Le secteur crypto sous les feux des projecteurs

Créé le

15.03.2023

-

Mis à jour le

20.03.2023

Le caractère décentralisé et relativement anonyme des cryptomonnaies en a fait un véhicule idéal pour les activités illicites. Faut-il pour autant en blâmer la technologie sous-jacente ?

Le blanchiment d’argent aura été un terrain fertile pour les détracteurs des cryptomonnaies, et cela depuis les débuts du bitcoin. Ce sont en premier lieu les achats illégaux sur le dark web qui ont attiré l’attention sur la possible utilisation du bitcoin pour des transactions illégales. Un thème dominant en 2013, lorsque les autorités américaines ont fermé le site Silk Road et arrêté son fondateur, Ross Ulbricht.

Une question légitime se pose depuis lors : faut-il blâmer la technologie qui se cache derrière le bitcoin pour l’utilisation de cryptomonnaies dans des transactions illégales ? Si tel est le cas, il conviendra de réserver le même traitement au billet vert, la devise privilégiée dans les activités de blanchiment d’argent. En effet, un tel raisonnement imposerait de condamner la Réserve fédérale américaine, émettrice du dollar américain, pour l’utilisation illicite des billets qu’elle imprime.

Une activité économique à part entière

Il convient de rappeler que le blanchiment d’argent n’est apparu qu’au début du XXe siècle, avec le développement de l’économie souterraine et l’apparition des premières organisations criminelles organisées. Les mafias ont été les premières à utiliser des techniques perfectionnées pour blanchir leurs revenus issus de la prostitution, des jeux d’argent et du trafic de drogue. Au fil des années, ces pratiques se sont perfectionnées, avec l’utilisation de sociétés écrans et de transferts internationaux. C’est ainsi que le blanchiment d’argent est devenu une activité économique à part entière, représentant plusieurs centaines de milliards de dollars chaque année.

Les techniques de blanchiment ont évolué avec la technologie et le caractère décentralisé et relativement anonyme des cryptomonnaies en a fait un véhicule idéal pour les activités illicites telles que le blanchiment d’argent et la corruption. Cependant, de nombreux acteurs clés de l’industrie des cryptomonnaies ont pris des mesures pour lutter contre cette perception.

Par ailleurs, de nombreuses avancées ont été réalisées au fil des ans : les exchanges de cryptomonnaies doivent à présent se conformer aux lois antiblanchiment (AML) et à la réglementation financière dans leurs juridictions respectives, tout en mettant en place des procédures de vérification d’identité de leurs clients (KYC).

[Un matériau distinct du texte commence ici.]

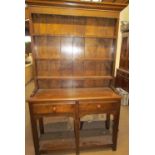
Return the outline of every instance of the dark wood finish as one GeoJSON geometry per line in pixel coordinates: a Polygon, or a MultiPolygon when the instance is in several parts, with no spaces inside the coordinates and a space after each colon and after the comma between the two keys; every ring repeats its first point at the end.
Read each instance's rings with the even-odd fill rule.
{"type": "Polygon", "coordinates": [[[129,34],[122,34],[122,47],[120,55],[120,69],[129,70],[129,34]]]}
{"type": "Polygon", "coordinates": [[[120,87],[129,92],[129,71],[117,69],[115,87],[120,87]]]}
{"type": "Polygon", "coordinates": [[[106,122],[105,122],[106,128],[110,128],[110,114],[106,115],[106,122]]]}
{"type": "Polygon", "coordinates": [[[40,129],[40,133],[44,134],[44,120],[43,120],[43,118],[39,118],[39,129],[40,129]]]}
{"type": "Polygon", "coordinates": [[[80,149],[93,144],[115,150],[121,98],[110,86],[119,12],[126,4],[26,2],[35,70],[35,91],[28,102],[36,155],[65,149],[76,150],[78,155],[80,149]],[[111,140],[81,137],[81,117],[101,113],[107,114],[107,128],[110,115],[114,117],[111,140]],[[46,134],[43,118],[49,116],[72,117],[75,141],[42,142],[46,134]]]}
{"type": "Polygon", "coordinates": [[[35,155],[40,155],[40,153],[39,153],[39,137],[38,137],[38,131],[37,131],[37,120],[33,115],[31,106],[32,106],[32,104],[29,102],[29,111],[30,111],[32,137],[33,137],[33,143],[34,143],[34,148],[35,148],[35,155]]]}
{"type": "Polygon", "coordinates": [[[113,3],[125,3],[128,4],[129,0],[102,0],[102,2],[113,2],[113,3]]]}
{"type": "Polygon", "coordinates": [[[75,144],[76,144],[76,155],[79,155],[79,138],[80,138],[80,119],[79,119],[79,102],[75,102],[75,119],[74,119],[74,132],[75,132],[75,144]]]}
{"type": "Polygon", "coordinates": [[[116,151],[117,149],[117,132],[118,132],[118,125],[119,125],[119,115],[120,115],[120,108],[115,112],[114,114],[114,125],[113,125],[113,136],[112,136],[112,141],[113,141],[113,150],[116,151]]]}
{"type": "Polygon", "coordinates": [[[117,69],[115,86],[121,87],[124,90],[129,92],[129,35],[128,35],[128,32],[122,33],[120,64],[119,64],[119,69],[117,69]]]}
{"type": "Polygon", "coordinates": [[[28,8],[25,7],[25,36],[30,35],[30,26],[29,26],[29,11],[28,8]]]}
{"type": "Polygon", "coordinates": [[[29,30],[29,20],[25,20],[25,36],[30,35],[30,30],[29,30]]]}

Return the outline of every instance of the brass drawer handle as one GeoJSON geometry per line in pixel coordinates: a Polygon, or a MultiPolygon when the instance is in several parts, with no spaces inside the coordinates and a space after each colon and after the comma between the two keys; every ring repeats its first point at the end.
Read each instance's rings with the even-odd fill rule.
{"type": "Polygon", "coordinates": [[[55,106],[52,109],[53,109],[53,111],[56,111],[56,107],[55,106]]]}
{"type": "Polygon", "coordinates": [[[100,104],[98,104],[98,105],[97,105],[97,108],[101,108],[101,105],[100,105],[100,104]]]}
{"type": "Polygon", "coordinates": [[[50,111],[52,112],[52,111],[56,111],[56,107],[55,106],[52,106],[52,107],[50,107],[50,111]]]}

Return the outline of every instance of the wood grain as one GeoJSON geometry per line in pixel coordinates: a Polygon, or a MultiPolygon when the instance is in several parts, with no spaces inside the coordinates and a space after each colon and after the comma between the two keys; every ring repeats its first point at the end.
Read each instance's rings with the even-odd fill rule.
{"type": "Polygon", "coordinates": [[[68,89],[44,89],[38,90],[32,101],[57,101],[57,100],[88,100],[88,99],[115,99],[120,96],[110,88],[68,88],[68,89]]]}
{"type": "Polygon", "coordinates": [[[26,3],[35,64],[36,88],[28,100],[35,154],[72,149],[79,155],[80,148],[92,145],[116,150],[121,97],[110,84],[119,12],[126,4],[77,0],[26,3]],[[82,139],[81,117],[100,113],[114,117],[110,141],[106,136],[104,140],[101,136],[82,139]],[[75,139],[41,141],[43,118],[49,116],[72,117],[75,139]]]}

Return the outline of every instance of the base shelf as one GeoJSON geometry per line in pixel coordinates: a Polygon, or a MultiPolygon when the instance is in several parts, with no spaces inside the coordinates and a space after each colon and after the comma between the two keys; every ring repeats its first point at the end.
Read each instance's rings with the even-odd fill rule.
{"type": "MultiPolygon", "coordinates": [[[[59,123],[64,126],[63,123],[59,123]]],[[[112,144],[112,130],[105,128],[104,121],[93,122],[95,128],[92,128],[90,123],[85,124],[80,131],[79,148],[80,150],[94,148],[110,148],[112,144]],[[101,125],[102,124],[102,125],[101,125]],[[97,127],[98,126],[98,127],[97,127]],[[100,128],[99,128],[100,127],[100,128]]],[[[92,124],[92,123],[91,123],[92,124]]],[[[92,125],[93,125],[92,124],[92,125]]],[[[93,125],[93,126],[94,126],[93,125]]],[[[54,126],[54,124],[51,126],[54,126]]],[[[48,126],[49,128],[49,126],[48,126]]],[[[47,128],[46,128],[46,131],[47,128]]],[[[40,136],[40,153],[75,151],[75,138],[73,130],[47,132],[40,136]]]]}

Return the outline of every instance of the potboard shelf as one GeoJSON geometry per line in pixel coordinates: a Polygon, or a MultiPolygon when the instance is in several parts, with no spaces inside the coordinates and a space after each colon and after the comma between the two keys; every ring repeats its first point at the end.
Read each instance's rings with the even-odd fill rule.
{"type": "MultiPolygon", "coordinates": [[[[80,149],[91,148],[91,147],[98,147],[98,148],[111,147],[112,138],[108,132],[109,132],[108,130],[106,131],[103,128],[81,130],[80,131],[81,141],[79,145],[80,149]]],[[[53,133],[50,132],[50,133],[45,133],[40,137],[41,153],[56,152],[58,150],[59,151],[75,150],[75,148],[76,147],[75,147],[75,139],[74,139],[73,131],[63,131],[63,132],[53,132],[53,133]]]]}

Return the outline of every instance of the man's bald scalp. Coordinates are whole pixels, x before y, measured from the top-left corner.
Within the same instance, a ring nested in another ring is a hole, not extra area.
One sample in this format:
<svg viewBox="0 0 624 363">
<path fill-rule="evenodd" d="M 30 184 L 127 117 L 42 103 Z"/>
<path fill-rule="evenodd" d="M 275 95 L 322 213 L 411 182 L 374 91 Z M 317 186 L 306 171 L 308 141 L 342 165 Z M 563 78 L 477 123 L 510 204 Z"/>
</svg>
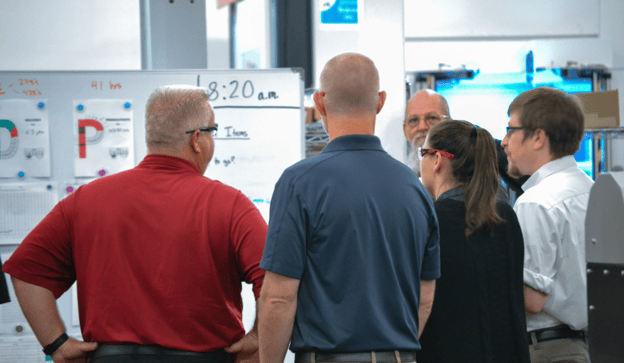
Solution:
<svg viewBox="0 0 624 363">
<path fill-rule="evenodd" d="M 321 73 L 325 106 L 335 114 L 376 114 L 379 73 L 373 61 L 361 54 L 344 53 L 332 58 Z"/>
<path fill-rule="evenodd" d="M 451 110 L 449 108 L 448 101 L 446 100 L 446 98 L 444 98 L 444 96 L 431 89 L 421 89 L 420 91 L 414 93 L 412 97 L 410 97 L 410 99 L 407 101 L 407 107 L 405 108 L 405 120 L 407 120 L 407 113 L 409 111 L 410 104 L 412 102 L 415 102 L 415 99 L 417 97 L 422 97 L 423 94 L 426 94 L 429 97 L 436 99 L 440 103 L 440 110 L 442 111 L 442 114 L 451 117 Z"/>
</svg>

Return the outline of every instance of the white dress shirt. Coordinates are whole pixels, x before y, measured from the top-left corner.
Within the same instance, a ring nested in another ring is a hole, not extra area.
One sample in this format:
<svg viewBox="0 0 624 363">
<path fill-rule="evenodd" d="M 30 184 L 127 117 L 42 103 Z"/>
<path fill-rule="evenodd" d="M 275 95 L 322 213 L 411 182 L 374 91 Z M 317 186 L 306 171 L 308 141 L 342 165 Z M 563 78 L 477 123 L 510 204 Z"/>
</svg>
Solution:
<svg viewBox="0 0 624 363">
<path fill-rule="evenodd" d="M 573 156 L 539 168 L 522 186 L 514 210 L 524 236 L 524 283 L 548 296 L 527 313 L 527 330 L 587 327 L 585 215 L 594 182 Z"/>
</svg>

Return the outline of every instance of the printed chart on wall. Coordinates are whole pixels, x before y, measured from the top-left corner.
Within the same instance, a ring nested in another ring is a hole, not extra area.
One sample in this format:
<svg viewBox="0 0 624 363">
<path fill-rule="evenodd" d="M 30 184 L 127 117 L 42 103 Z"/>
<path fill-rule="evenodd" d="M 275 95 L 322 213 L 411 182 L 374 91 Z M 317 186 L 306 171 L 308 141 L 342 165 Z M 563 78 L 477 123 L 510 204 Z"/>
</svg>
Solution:
<svg viewBox="0 0 624 363">
<path fill-rule="evenodd" d="M 130 101 L 75 100 L 75 176 L 105 176 L 134 167 L 133 130 Z"/>
<path fill-rule="evenodd" d="M 49 177 L 47 100 L 0 100 L 0 178 Z"/>
<path fill-rule="evenodd" d="M 303 155 L 300 74 L 214 74 L 202 76 L 200 86 L 219 125 L 206 176 L 240 189 L 268 220 L 275 183 Z"/>
<path fill-rule="evenodd" d="M 18 244 L 58 203 L 57 183 L 0 184 L 0 244 Z"/>
</svg>

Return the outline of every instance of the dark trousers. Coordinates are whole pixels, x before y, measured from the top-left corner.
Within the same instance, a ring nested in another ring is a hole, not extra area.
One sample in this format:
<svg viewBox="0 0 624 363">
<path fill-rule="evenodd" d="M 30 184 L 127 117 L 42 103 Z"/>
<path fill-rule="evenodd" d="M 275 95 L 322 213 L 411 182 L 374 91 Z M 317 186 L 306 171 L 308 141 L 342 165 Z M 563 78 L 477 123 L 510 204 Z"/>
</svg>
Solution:
<svg viewBox="0 0 624 363">
<path fill-rule="evenodd" d="M 93 363 L 207 363 L 204 358 L 182 357 L 179 355 L 116 355 L 112 357 L 102 357 L 92 360 Z"/>
<path fill-rule="evenodd" d="M 121 351 L 119 351 L 121 350 Z M 101 345 L 88 362 L 93 363 L 233 363 L 223 350 L 212 353 L 192 353 L 154 346 Z"/>
</svg>

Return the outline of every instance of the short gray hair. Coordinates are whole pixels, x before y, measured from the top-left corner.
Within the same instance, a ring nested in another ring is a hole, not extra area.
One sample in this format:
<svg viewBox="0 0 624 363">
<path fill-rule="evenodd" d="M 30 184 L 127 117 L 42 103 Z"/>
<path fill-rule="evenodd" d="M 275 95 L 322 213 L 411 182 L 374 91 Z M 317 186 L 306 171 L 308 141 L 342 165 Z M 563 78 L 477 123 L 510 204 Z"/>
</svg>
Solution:
<svg viewBox="0 0 624 363">
<path fill-rule="evenodd" d="M 186 131 L 206 126 L 213 118 L 204 88 L 157 88 L 145 106 L 147 146 L 180 149 L 186 142 Z"/>
</svg>

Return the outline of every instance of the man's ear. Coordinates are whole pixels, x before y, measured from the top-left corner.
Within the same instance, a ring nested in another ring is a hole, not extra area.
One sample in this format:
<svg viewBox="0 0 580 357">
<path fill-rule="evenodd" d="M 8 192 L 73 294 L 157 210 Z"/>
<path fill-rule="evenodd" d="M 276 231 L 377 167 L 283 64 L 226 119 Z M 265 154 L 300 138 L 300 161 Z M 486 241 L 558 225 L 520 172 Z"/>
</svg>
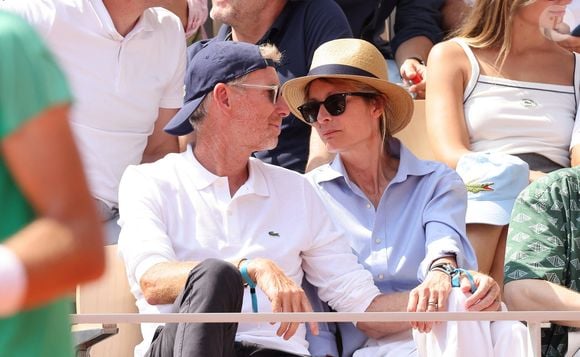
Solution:
<svg viewBox="0 0 580 357">
<path fill-rule="evenodd" d="M 231 110 L 230 89 L 225 83 L 218 83 L 213 88 L 212 99 L 220 110 Z"/>
</svg>

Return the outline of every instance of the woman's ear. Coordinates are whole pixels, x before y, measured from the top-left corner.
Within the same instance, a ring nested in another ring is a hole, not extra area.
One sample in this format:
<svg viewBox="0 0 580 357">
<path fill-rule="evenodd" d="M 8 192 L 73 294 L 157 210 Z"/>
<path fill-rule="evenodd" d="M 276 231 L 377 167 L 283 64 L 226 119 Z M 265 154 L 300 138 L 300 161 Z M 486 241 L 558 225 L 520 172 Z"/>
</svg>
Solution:
<svg viewBox="0 0 580 357">
<path fill-rule="evenodd" d="M 371 114 L 380 117 L 385 111 L 385 98 L 377 95 L 371 100 Z"/>
</svg>

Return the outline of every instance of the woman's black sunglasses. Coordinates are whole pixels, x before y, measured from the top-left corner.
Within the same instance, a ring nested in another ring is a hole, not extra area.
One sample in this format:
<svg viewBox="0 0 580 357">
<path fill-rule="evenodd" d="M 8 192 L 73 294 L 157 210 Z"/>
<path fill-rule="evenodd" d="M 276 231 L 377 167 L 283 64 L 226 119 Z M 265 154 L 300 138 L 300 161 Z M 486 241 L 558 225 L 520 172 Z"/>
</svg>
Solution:
<svg viewBox="0 0 580 357">
<path fill-rule="evenodd" d="M 346 110 L 346 97 L 349 95 L 357 97 L 373 98 L 377 93 L 371 92 L 347 92 L 347 93 L 336 93 L 329 95 L 323 102 L 306 102 L 298 107 L 298 110 L 302 114 L 304 120 L 309 124 L 314 124 L 318 120 L 318 111 L 320 110 L 320 105 L 323 104 L 324 108 L 328 114 L 332 116 L 341 115 Z"/>
</svg>

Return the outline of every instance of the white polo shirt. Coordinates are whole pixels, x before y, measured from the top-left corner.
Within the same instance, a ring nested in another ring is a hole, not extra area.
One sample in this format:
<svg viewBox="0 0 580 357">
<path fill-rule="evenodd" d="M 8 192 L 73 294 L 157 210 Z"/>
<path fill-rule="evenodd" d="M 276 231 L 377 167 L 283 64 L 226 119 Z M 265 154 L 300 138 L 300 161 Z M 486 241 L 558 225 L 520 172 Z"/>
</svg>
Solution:
<svg viewBox="0 0 580 357">
<path fill-rule="evenodd" d="M 179 19 L 146 10 L 121 36 L 102 0 L 7 0 L 56 54 L 75 96 L 71 125 L 93 195 L 116 206 L 128 165 L 141 162 L 159 108 L 183 104 L 185 38 Z"/>
<path fill-rule="evenodd" d="M 301 175 L 250 159 L 250 176 L 234 197 L 228 181 L 207 171 L 191 149 L 139 166 L 129 166 L 119 190 L 122 227 L 119 250 L 141 313 L 171 312 L 171 305 L 149 305 L 138 284 L 153 265 L 206 258 L 275 261 L 297 284 L 303 270 L 320 297 L 337 311 L 365 311 L 379 294 L 371 274 L 357 263 L 322 201 Z M 242 311 L 251 312 L 249 289 Z M 271 312 L 257 289 L 259 311 Z M 157 326 L 142 326 L 147 350 Z M 277 325 L 243 323 L 237 340 L 308 354 L 305 328 L 285 341 Z"/>
</svg>

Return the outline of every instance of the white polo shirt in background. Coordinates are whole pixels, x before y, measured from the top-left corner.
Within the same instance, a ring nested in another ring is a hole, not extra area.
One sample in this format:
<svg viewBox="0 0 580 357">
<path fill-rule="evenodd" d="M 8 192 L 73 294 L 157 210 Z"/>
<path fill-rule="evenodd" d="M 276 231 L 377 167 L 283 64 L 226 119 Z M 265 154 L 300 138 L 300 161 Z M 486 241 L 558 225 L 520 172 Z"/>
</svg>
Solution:
<svg viewBox="0 0 580 357">
<path fill-rule="evenodd" d="M 141 162 L 159 108 L 183 104 L 179 19 L 150 8 L 123 37 L 102 0 L 7 0 L 0 9 L 23 16 L 56 55 L 73 89 L 71 126 L 91 192 L 116 206 L 121 175 Z"/>
<path fill-rule="evenodd" d="M 155 264 L 257 257 L 272 259 L 299 285 L 304 269 L 320 297 L 337 311 L 365 311 L 379 291 L 314 188 L 295 172 L 253 158 L 249 172 L 231 197 L 227 178 L 207 171 L 191 148 L 127 168 L 119 189 L 119 251 L 139 311 L 171 312 L 171 305 L 149 305 L 141 292 L 139 281 Z M 251 312 L 249 289 L 244 294 L 242 311 Z M 259 311 L 271 312 L 259 288 L 257 296 Z M 144 342 L 136 356 L 145 353 L 156 327 L 142 325 Z M 288 341 L 276 336 L 277 328 L 242 323 L 236 339 L 308 354 L 304 325 Z"/>
</svg>

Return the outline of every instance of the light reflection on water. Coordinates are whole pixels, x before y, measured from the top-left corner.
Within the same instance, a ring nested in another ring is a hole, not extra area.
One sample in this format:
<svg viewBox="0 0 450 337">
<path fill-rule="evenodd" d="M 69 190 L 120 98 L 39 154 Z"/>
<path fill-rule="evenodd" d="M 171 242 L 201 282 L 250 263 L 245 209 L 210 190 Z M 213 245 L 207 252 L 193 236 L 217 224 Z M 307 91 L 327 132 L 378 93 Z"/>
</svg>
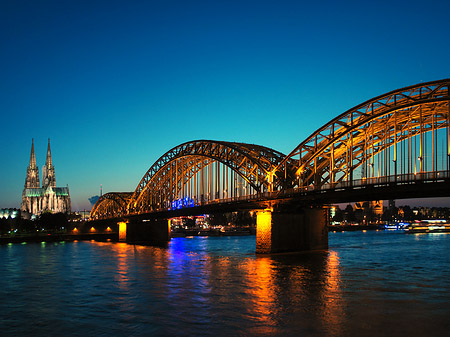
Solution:
<svg viewBox="0 0 450 337">
<path fill-rule="evenodd" d="M 168 248 L 0 246 L 8 335 L 442 336 L 450 235 L 331 233 L 322 252 L 256 256 L 255 237 Z"/>
</svg>

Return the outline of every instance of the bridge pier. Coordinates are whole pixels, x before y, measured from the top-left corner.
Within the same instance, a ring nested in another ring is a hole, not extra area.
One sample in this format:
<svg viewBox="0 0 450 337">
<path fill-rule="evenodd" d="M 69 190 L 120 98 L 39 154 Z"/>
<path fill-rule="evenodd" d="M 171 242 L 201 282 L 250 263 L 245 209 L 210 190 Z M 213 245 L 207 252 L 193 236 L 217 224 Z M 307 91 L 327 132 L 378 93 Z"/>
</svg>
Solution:
<svg viewBox="0 0 450 337">
<path fill-rule="evenodd" d="M 301 252 L 328 248 L 328 210 L 256 213 L 256 253 Z"/>
<path fill-rule="evenodd" d="M 119 222 L 119 241 L 164 245 L 170 241 L 170 220 Z"/>
</svg>

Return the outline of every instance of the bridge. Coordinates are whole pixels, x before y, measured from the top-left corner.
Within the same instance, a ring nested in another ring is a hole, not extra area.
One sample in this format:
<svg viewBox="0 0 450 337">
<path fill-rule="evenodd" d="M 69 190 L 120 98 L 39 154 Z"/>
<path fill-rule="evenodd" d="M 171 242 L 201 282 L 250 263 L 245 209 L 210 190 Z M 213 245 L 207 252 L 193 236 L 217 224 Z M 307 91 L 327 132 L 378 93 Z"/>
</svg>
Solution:
<svg viewBox="0 0 450 337">
<path fill-rule="evenodd" d="M 169 240 L 170 218 L 253 210 L 257 252 L 326 248 L 326 205 L 450 196 L 449 88 L 443 79 L 372 98 L 287 155 L 186 142 L 163 154 L 134 192 L 103 195 L 91 218 L 117 221 L 127 241 Z"/>
</svg>

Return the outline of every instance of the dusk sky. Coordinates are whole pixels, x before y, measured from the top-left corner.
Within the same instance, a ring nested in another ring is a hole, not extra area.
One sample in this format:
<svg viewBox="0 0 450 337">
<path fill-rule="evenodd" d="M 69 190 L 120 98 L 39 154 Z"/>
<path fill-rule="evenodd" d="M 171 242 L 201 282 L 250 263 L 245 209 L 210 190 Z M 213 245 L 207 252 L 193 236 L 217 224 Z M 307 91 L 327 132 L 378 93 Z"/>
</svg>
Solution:
<svg viewBox="0 0 450 337">
<path fill-rule="evenodd" d="M 0 208 L 20 208 L 32 138 L 41 180 L 50 138 L 72 210 L 100 184 L 134 191 L 190 140 L 288 154 L 359 103 L 449 78 L 449 13 L 449 0 L 0 0 Z"/>
</svg>

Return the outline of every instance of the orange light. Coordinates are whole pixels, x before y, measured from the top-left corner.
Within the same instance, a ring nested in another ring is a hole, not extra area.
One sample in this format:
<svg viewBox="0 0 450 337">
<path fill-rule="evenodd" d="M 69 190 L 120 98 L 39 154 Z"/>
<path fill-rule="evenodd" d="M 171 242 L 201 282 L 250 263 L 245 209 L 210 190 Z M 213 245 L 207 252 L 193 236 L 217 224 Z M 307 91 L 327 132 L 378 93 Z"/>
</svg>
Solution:
<svg viewBox="0 0 450 337">
<path fill-rule="evenodd" d="M 78 232 L 78 228 L 74 227 L 72 231 L 76 233 Z"/>
<path fill-rule="evenodd" d="M 127 223 L 119 222 L 119 241 L 127 240 Z"/>
<path fill-rule="evenodd" d="M 107 231 L 107 232 L 111 232 L 111 230 L 112 230 L 112 229 L 111 229 L 111 227 L 109 227 L 109 226 L 106 228 L 106 231 Z"/>
<path fill-rule="evenodd" d="M 270 253 L 272 248 L 272 212 L 256 213 L 256 252 Z"/>
<path fill-rule="evenodd" d="M 95 228 L 94 227 L 91 227 L 91 232 L 95 232 Z"/>
</svg>

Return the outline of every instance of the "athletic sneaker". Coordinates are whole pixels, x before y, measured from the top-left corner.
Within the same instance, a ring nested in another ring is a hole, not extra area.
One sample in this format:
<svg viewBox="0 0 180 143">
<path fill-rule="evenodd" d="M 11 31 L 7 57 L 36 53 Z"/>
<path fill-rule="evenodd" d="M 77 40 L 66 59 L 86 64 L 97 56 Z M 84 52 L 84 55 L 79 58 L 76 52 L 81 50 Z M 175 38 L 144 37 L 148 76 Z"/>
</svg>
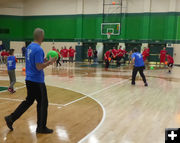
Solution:
<svg viewBox="0 0 180 143">
<path fill-rule="evenodd" d="M 15 93 L 16 91 L 14 90 L 14 89 L 12 89 L 12 91 L 11 91 L 11 93 L 13 94 L 13 93 Z"/>
<path fill-rule="evenodd" d="M 8 88 L 8 91 L 11 93 L 12 92 L 12 88 Z"/>
<path fill-rule="evenodd" d="M 147 84 L 147 83 L 145 83 L 145 84 L 144 84 L 144 86 L 148 86 L 148 84 Z"/>
<path fill-rule="evenodd" d="M 52 130 L 52 129 L 48 129 L 47 127 L 37 128 L 37 129 L 36 129 L 36 133 L 40 133 L 40 134 L 51 134 L 51 133 L 53 133 L 53 130 Z"/>
<path fill-rule="evenodd" d="M 10 117 L 10 116 L 6 116 L 6 117 L 4 117 L 4 119 L 5 119 L 5 121 L 6 121 L 6 125 L 8 126 L 8 128 L 9 128 L 11 131 L 13 131 L 13 127 L 12 127 L 13 121 L 12 121 L 11 117 Z"/>
</svg>

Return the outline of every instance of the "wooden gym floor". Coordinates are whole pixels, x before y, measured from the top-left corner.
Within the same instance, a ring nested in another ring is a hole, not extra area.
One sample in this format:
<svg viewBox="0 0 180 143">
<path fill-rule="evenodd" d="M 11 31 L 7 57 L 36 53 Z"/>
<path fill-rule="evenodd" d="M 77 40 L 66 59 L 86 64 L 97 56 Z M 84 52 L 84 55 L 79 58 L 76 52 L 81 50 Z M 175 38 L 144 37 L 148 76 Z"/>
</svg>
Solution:
<svg viewBox="0 0 180 143">
<path fill-rule="evenodd" d="M 65 64 L 45 70 L 49 98 L 50 135 L 36 135 L 36 103 L 9 132 L 4 116 L 26 97 L 23 65 L 18 64 L 17 92 L 0 92 L 0 143 L 163 143 L 165 128 L 180 127 L 180 68 L 145 72 L 149 87 L 131 69 Z M 0 87 L 8 86 L 5 65 L 0 66 Z"/>
</svg>

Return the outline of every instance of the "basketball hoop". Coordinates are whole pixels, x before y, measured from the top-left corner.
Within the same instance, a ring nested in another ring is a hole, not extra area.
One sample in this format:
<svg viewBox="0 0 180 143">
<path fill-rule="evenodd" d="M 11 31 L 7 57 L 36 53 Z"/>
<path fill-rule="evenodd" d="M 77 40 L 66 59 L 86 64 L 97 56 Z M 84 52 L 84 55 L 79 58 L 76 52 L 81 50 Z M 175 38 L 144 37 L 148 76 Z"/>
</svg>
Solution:
<svg viewBox="0 0 180 143">
<path fill-rule="evenodd" d="M 108 39 L 111 38 L 111 33 L 110 33 L 110 32 L 107 33 L 107 38 L 108 38 Z"/>
</svg>

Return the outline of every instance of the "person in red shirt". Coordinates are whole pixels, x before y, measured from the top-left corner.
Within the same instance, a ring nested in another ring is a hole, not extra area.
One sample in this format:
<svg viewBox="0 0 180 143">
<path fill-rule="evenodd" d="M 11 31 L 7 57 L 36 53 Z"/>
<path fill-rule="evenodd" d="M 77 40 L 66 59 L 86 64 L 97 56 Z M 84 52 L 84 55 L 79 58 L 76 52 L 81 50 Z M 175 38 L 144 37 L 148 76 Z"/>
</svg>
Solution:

Des solutions de surveillance

Les acteurs de l’industrie ne sont pas restés passifs face à la critique et ont également développé des solutions pour surveiller les transactions suspectes et les associer à des adresses IP ou à des portefeuilles numériques spécifiques.

Malgré les améliorations du secteur en matière de lutte contre le blanchiment d’argent, les autorités financières ont mis en garde contre les risques associés aux exchanges, susceptibles de faciliter le blanchiment d’argent. C’est dans ce contexte épineux que Binance est actuellement sous les feux des projecteurs, accusée d’être un foyer d’activités financières illégales aux États-Unis. Les trois sénateurs américains à l’origine de ces soupçons exigent d’en savoir plus sur la politique de lutte contre le blanchiment d’argent de l’exchange et sur sa relation avec sa filiale américaine. Si ces soupçons sont avérés, cela pourrait impacter d’autres exchanges majeurs et nuire aux projets décentralisés, premières victimes des dérives de la centralisation.